Open jrmullaney opened 4 months ago

jrmullaney commented 4 months ago

If one is using Times SQuaRE to check nightly processing, it would be really useful if there was some way to get the date to default to today's date.

I was thinking along the lines of the developer being able to have something along the lines of:

parameters:
  day_obs:
    type: string
    description: Observation Night (YYYY-MM-DD)
    default: "{today}"

should they want to default to today's date. I guess the format of the returned value may have to be fixed, with any necessary re-formatting happening in the notebook.

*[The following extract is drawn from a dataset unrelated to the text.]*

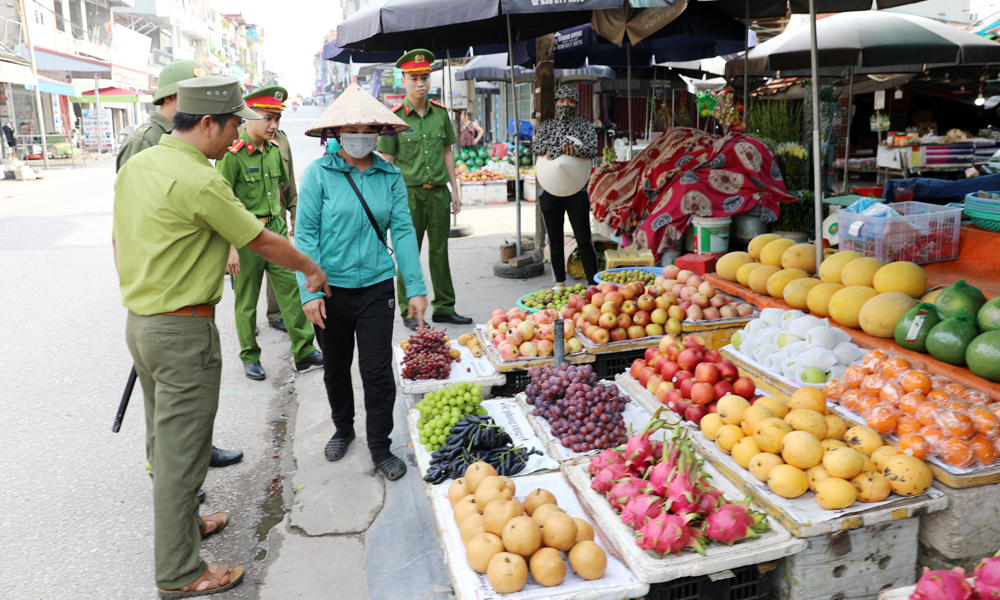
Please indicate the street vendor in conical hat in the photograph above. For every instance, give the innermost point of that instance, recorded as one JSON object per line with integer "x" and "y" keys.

mfisherlevine commented 4 months ago

Just noting some useful functions here:

from lsst.summit.utils.utils import getCurrentDayObs_int, getCurrentDayObs_humanStr
from lsst.summit.utils.efdUtils import offsetDayObs, calcPreviousDay

dayObs = getCurrentDayObs_int()
dayObsStr = getCurrentDayObs_humanStr()
previousDayObs = calcPreviousDay(dayObs)
aYearAgo = offsetDayObs(dayObs, -365)
print(f"Today's dayObs is {dayObs} which looks like {dayObsStr}, and previously it was {previousDayObs}, 365 days ago it was {aYearAgo}")
>>> Today's dayObs is 20240630 which looks like 2024-06-30, and previously it was 20240629, 365 days ago it was 20230701

I'm aware that a) these should probably all be in the same file, and that b) the mixing of camel and snake case is super gross, so expect some minor API changes there, but I figured I'd still drop these here as they're useful in this context, partly because working with dates is annoying and partly because of the subtleties of the definition of the dayObs.